Certified Physician Practice Manager (CPPM):
This certification is suitable for those who have experience in other healthcare areas and would like to start in a physician practice management.
These professionals understand all aspects of medical office administration.
They should demonstrate proficiency in the revenue cycle, compliance regulations, human resources, health information, and general business processes.
The exam covers medical office accounting, healthcare reform, and physician reimbursement.
Certified Professional Compliance Officer (CPCO):
A CPCO creates, implements, and maintains healthcare compliance programs for practices of physicians.
This is a multiple-step process, including risk assessment, internal compliance reviews, staff training, audits, and education.
Physicians need these programs to manage Medicaid and Medicare abuse and fraud.
Medical Billing and Coding Certification FAQS
How Long Does it Take to Become a Medical Coder?
The time necessary to become a medical coder depends on the level of education you are looking for.
Certificates can take only four months, while diploma programs may take a year on average.
If you are pursuing a degree, you will find out that an associate’s degree takes two years, while bachelor’s, four years.

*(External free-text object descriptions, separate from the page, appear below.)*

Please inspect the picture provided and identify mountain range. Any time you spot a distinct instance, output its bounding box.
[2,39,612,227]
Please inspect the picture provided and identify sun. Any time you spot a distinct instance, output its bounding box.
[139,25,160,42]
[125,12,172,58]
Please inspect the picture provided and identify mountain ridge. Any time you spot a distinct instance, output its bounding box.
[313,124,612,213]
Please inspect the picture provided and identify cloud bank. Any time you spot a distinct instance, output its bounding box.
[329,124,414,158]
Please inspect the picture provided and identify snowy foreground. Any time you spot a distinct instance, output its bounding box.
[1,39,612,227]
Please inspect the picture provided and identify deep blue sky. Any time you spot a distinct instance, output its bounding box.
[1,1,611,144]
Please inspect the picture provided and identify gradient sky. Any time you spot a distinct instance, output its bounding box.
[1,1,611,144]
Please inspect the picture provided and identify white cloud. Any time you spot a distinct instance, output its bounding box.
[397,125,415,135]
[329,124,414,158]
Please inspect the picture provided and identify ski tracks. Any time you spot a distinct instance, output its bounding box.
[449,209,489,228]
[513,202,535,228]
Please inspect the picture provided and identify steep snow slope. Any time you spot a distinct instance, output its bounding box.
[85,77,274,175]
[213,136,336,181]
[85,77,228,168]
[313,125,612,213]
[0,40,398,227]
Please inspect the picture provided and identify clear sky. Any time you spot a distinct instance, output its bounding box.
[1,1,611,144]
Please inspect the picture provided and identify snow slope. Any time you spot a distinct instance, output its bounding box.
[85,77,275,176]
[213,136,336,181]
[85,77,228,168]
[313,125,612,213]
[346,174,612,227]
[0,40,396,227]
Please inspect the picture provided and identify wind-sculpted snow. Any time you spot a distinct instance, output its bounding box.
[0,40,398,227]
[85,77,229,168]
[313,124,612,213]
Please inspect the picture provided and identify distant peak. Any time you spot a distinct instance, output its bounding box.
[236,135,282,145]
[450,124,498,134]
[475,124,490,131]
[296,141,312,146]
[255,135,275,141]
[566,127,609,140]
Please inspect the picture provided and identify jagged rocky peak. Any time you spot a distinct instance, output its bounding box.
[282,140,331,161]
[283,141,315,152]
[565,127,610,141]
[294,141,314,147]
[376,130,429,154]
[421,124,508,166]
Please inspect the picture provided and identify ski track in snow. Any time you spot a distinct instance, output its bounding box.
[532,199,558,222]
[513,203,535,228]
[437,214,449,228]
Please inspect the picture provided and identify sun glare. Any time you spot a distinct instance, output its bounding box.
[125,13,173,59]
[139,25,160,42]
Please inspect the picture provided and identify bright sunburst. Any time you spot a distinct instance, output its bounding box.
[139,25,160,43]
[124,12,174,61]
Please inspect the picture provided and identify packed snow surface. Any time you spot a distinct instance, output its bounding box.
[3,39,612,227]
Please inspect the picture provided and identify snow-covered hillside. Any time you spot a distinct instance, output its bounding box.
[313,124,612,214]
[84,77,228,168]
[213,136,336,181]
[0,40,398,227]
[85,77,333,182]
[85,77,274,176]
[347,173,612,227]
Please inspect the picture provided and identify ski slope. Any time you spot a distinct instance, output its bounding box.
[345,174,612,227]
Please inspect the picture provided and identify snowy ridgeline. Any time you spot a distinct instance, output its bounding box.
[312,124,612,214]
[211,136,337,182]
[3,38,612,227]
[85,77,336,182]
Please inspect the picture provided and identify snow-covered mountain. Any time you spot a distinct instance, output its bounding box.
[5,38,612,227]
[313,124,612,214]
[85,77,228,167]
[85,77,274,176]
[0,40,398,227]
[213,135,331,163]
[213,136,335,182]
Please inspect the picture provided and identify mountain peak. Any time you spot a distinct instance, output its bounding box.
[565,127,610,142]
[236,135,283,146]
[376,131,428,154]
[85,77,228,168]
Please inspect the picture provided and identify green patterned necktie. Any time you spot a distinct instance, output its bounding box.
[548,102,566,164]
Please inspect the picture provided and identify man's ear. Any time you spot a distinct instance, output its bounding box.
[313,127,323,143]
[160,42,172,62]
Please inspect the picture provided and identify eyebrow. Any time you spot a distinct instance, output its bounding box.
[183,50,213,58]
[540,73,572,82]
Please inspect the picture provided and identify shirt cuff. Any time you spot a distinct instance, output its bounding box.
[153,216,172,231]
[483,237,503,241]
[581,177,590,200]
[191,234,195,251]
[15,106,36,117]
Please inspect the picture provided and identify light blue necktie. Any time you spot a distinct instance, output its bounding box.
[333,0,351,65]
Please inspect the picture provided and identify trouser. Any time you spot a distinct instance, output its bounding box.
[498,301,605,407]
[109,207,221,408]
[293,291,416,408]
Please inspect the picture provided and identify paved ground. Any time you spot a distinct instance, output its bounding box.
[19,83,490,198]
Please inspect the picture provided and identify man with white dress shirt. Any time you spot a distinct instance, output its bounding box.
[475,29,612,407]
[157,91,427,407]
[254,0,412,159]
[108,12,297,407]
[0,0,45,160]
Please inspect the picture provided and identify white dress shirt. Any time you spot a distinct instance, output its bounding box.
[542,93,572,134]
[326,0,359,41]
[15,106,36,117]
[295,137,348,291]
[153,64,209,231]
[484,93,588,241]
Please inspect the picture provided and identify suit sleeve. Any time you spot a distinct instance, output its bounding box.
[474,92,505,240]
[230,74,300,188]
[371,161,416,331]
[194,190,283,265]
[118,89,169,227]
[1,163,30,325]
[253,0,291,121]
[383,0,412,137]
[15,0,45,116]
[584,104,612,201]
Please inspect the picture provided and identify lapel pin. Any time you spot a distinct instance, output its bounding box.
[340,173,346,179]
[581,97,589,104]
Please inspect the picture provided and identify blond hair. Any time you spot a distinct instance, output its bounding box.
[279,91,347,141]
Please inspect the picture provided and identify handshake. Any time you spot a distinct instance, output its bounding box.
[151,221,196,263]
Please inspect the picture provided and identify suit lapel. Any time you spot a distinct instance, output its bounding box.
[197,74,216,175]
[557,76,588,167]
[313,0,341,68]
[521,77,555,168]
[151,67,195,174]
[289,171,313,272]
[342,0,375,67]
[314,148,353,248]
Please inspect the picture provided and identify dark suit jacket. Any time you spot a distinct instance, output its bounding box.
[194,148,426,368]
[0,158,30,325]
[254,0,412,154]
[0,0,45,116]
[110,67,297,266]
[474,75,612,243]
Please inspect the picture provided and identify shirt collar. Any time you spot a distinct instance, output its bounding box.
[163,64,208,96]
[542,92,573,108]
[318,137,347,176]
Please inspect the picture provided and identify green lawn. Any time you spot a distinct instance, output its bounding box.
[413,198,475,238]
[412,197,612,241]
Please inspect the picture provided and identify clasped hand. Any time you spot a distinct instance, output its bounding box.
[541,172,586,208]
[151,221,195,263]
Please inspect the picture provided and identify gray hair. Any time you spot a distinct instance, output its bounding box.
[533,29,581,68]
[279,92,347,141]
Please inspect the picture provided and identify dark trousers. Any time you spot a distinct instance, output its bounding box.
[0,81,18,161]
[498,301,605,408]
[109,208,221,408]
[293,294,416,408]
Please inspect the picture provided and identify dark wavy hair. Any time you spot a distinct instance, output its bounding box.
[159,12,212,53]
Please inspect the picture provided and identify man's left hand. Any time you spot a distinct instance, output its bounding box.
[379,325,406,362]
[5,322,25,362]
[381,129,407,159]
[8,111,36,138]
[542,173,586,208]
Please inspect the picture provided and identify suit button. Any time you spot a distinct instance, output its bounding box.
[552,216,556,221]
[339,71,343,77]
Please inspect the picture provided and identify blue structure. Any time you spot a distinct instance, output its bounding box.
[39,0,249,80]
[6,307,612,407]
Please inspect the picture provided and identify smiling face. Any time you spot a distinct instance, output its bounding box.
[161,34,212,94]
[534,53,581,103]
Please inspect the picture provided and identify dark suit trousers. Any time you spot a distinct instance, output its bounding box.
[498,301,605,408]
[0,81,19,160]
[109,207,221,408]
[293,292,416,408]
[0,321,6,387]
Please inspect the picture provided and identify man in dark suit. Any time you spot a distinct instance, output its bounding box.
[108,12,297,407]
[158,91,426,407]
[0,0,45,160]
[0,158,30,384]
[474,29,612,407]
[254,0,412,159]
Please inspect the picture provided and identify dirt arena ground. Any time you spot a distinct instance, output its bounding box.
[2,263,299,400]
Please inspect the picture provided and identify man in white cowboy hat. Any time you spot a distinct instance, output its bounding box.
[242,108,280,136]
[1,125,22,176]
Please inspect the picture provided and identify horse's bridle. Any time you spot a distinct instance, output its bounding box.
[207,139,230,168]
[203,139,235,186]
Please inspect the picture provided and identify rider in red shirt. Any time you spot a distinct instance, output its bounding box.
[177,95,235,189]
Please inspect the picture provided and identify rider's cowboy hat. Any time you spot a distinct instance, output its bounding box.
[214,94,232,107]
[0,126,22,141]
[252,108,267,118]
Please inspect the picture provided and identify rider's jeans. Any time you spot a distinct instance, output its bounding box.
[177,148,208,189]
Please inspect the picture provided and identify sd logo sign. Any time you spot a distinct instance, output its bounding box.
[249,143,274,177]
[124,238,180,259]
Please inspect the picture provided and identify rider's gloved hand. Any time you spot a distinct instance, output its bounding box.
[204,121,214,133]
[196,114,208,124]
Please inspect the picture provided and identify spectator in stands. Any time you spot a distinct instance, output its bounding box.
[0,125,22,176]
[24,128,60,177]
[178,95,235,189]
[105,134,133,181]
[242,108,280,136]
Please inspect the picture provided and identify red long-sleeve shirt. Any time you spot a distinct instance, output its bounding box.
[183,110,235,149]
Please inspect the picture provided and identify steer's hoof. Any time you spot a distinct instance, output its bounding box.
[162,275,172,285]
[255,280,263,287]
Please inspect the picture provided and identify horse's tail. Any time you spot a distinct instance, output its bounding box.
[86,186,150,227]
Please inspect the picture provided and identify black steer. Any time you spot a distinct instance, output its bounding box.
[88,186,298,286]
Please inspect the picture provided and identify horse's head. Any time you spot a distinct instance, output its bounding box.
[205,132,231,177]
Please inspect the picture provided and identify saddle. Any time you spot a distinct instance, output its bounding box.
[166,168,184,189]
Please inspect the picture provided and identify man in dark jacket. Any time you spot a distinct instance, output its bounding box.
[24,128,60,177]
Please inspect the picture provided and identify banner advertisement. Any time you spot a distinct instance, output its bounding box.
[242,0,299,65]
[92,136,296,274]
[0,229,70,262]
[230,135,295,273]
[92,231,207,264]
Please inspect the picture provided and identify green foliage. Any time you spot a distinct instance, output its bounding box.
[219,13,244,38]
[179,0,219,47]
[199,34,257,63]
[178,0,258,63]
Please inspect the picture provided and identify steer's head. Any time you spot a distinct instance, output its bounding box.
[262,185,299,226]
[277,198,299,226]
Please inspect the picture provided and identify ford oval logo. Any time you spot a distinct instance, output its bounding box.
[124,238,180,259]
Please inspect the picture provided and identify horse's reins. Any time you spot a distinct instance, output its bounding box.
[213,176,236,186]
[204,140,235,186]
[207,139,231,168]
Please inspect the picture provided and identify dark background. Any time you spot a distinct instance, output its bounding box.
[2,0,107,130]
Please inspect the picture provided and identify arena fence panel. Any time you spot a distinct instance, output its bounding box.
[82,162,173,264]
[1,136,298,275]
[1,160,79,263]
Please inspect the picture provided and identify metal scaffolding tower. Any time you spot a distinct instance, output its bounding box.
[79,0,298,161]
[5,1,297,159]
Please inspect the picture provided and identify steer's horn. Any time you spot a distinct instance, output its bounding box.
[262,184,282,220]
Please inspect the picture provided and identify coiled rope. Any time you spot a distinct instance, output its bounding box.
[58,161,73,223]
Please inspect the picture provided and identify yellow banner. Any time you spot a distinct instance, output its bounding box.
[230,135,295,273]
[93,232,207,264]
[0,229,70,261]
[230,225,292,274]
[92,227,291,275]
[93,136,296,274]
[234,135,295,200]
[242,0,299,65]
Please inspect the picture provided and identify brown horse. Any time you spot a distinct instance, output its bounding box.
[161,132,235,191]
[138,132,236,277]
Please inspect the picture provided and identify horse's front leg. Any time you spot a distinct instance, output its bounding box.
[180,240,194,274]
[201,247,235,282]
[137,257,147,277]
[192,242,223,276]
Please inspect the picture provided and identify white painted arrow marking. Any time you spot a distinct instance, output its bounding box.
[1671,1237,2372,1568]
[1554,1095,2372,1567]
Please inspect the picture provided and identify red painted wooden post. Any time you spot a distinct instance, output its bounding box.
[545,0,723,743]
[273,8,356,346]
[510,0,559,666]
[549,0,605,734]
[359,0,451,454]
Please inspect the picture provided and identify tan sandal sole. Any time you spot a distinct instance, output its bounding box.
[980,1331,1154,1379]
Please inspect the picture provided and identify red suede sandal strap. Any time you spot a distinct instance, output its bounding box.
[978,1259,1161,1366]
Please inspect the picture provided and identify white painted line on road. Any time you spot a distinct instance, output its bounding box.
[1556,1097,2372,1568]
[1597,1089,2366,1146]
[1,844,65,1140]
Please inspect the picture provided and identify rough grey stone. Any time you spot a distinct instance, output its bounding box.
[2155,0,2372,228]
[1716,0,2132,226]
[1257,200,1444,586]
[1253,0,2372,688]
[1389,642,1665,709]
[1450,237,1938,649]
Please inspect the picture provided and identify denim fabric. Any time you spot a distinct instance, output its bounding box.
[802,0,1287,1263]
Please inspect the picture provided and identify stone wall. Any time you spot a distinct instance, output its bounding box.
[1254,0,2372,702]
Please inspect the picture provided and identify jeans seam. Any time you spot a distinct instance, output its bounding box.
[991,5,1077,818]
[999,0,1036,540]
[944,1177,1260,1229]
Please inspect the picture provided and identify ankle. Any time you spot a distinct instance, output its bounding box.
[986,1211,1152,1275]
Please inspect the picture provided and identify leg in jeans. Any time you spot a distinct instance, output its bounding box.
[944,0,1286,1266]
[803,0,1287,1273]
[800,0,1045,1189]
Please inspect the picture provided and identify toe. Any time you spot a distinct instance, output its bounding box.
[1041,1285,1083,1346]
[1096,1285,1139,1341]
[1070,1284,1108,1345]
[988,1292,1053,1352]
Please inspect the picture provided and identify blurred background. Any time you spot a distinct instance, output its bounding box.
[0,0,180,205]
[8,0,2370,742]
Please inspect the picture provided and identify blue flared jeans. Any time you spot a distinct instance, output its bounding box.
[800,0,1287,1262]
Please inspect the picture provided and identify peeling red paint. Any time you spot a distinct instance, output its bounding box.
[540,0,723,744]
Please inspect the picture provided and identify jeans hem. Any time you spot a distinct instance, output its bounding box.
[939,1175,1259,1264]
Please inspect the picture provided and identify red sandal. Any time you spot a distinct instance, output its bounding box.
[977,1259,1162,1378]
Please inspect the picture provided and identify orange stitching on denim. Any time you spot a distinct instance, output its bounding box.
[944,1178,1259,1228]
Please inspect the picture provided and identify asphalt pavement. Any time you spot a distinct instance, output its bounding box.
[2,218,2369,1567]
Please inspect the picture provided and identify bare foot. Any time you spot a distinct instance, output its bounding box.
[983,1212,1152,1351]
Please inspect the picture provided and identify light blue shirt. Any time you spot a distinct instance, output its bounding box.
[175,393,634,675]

AAPC training courses usually take only four months.
How Much Does a Medical Coder Make a Year?
The salary of certified medical coders and billers depends on a few factors.
The level of education usually impacts your income.
Candidates with an associate’s or bachelor’s degrees earn more.
According to the AAPC salary survey, credentials influence salaries as well.
Those who hold certifications have a higher income.
Besides, experience also matters.
The survey demonstrated that higher salaries are available in a larger group and hospital settings, as well as in higher populated areas.
How Do I Maintain My Medical Billing and Coding Certification?
Certification in medical billing and coding is valid for two years.
After that, to maintain the certification status, professionals should complete a certain number of continuing education units every two years.
Each two-year period requires you to complete 36 CEU.
Different certifications require education in various areas.
CEUs should come from vendors approved by the AAPC.